Die offizielle Tabelle liest sich wie ein Märchenbuch: Der FC Thun thront souverän an der Spitze, gefolgt vom FC St. Gallen und FC Lugano. Die ehrliche xP-Tabelle erzählt jedoch eine ganz andere Geschichte. Hier würde der FC Lausanne-Sport auf Platz 2 stehen – in der Realität dümpelt er auf Rang 9 herum. Ein Drama in acht Akten, oder besser: in acht verlorenen Punkten.

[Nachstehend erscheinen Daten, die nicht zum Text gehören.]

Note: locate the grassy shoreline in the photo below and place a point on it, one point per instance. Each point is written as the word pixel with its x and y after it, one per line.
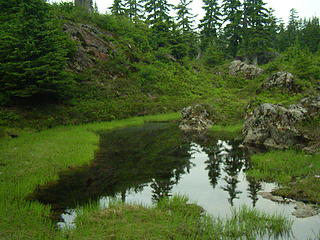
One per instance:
pixel 37 158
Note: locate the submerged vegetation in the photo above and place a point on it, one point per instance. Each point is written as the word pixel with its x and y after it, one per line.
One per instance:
pixel 37 158
pixel 62 65
pixel 174 218
pixel 296 172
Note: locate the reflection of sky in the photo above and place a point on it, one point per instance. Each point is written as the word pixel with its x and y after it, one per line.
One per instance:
pixel 197 187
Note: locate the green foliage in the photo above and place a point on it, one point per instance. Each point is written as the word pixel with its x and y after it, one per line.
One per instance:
pixel 211 22
pixel 37 158
pixel 295 171
pixel 33 51
pixel 174 218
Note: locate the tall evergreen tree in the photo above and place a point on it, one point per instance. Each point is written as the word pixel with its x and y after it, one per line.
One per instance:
pixel 185 19
pixel 184 39
pixel 157 11
pixel 293 26
pixel 33 51
pixel 133 9
pixel 255 35
pixel 233 30
pixel 310 34
pixel 211 22
pixel 117 8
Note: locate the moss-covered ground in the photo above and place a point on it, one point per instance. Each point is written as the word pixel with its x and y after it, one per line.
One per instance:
pixel 36 158
pixel 297 173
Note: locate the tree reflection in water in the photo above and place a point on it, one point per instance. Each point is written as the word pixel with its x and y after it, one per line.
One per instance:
pixel 154 155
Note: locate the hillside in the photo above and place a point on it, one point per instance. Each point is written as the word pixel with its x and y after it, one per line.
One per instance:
pixel 115 68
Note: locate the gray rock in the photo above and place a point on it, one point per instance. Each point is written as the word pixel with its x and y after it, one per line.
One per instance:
pixel 270 196
pixel 303 210
pixel 283 80
pixel 91 46
pixel 274 126
pixel 249 71
pixel 196 118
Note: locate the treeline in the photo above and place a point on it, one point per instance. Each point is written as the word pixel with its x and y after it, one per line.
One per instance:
pixel 233 28
pixel 34 50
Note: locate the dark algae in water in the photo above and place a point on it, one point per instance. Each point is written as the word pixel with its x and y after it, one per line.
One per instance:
pixel 127 159
pixel 144 164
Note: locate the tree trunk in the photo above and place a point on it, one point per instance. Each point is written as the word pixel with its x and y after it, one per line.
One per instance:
pixel 87 4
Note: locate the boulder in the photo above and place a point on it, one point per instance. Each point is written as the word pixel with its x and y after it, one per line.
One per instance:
pixel 196 118
pixel 303 210
pixel 91 46
pixel 249 71
pixel 275 126
pixel 283 80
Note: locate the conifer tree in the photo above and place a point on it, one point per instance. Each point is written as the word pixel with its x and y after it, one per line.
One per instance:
pixel 158 11
pixel 185 19
pixel 293 26
pixel 211 22
pixel 33 51
pixel 133 9
pixel 184 39
pixel 233 25
pixel 255 36
pixel 310 34
pixel 117 8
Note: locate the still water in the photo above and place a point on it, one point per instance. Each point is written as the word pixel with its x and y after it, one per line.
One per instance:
pixel 143 164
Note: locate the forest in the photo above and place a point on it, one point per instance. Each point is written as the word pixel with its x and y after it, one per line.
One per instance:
pixel 90 105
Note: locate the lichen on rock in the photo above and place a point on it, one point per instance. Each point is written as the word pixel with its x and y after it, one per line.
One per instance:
pixel 198 118
pixel 281 80
pixel 275 126
pixel 249 71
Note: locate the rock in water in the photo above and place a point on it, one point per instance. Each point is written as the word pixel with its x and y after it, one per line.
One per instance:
pixel 275 126
pixel 242 68
pixel 283 80
pixel 196 118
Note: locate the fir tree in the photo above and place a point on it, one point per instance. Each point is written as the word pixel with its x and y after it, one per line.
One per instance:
pixel 133 9
pixel 158 11
pixel 233 20
pixel 211 22
pixel 293 26
pixel 255 35
pixel 117 8
pixel 33 51
pixel 185 19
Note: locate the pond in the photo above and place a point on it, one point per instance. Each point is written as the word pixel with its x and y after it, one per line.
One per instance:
pixel 143 164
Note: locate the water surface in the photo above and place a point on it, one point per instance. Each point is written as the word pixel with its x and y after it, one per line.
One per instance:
pixel 143 164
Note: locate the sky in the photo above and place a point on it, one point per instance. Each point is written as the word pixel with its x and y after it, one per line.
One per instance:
pixel 305 8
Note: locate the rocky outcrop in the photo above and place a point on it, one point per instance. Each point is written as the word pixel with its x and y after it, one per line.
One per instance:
pixel 197 118
pixel 282 80
pixel 91 46
pixel 241 68
pixel 302 210
pixel 274 126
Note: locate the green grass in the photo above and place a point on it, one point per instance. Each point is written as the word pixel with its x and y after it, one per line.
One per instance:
pixel 37 158
pixel 295 171
pixel 173 218
pixel 34 159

Der FC Lugano führt das Glücksranking mit sagenhaften +21.5 Punkten an – ein Vorsprung, der jeden Börsenhändler vor Neid erblassen lässt. Auf der anderen Seite der Medaille: Der Grasshopper Club Zürich sammelt fleissig Pechpunkte (-10.5) und würde in der xP-Tabelle deutlich besser dastehen. Die Hoppers beweisen eindrucksvoll, dass man auch mit soliden Leistungen ganz unten landen kann, wenn das Glück Urlaub macht.

Ausblick: Die Wahrheit wird siegen (irgendwann)

Der 3. Spieltag zeigt eindrucksvoll: Glück und Pech sind ungleich verteilt, aber die Saison ist noch jung. Geschichte lehrt uns, dass sich Expected Goals und reale Punkte über die Zeit angleichen – die Mathematik ist geduldig, aber unerbittlich.

Der FC Lausanne-Sport und der Servette FC sollten weiter ihr attraktives Spiel durchziehen – die Belohnung wird kommen. Der FC Lugano hingegen täte gut daran, seine Effizienz zu hinterfragen, bevor die xG-Götter ihr Konto ausgleichen. Denn eines ist sicher: Was in der Statistik geschuldet wird, wird irgendwann auch eingefordert.

Am Ende wird die ehrliche Tabelle siegen – sie tut es immer. Bis dahin geniessen wir die schönen Märchen vom Glück, das manchmal auch in der Super League vorbeischaut.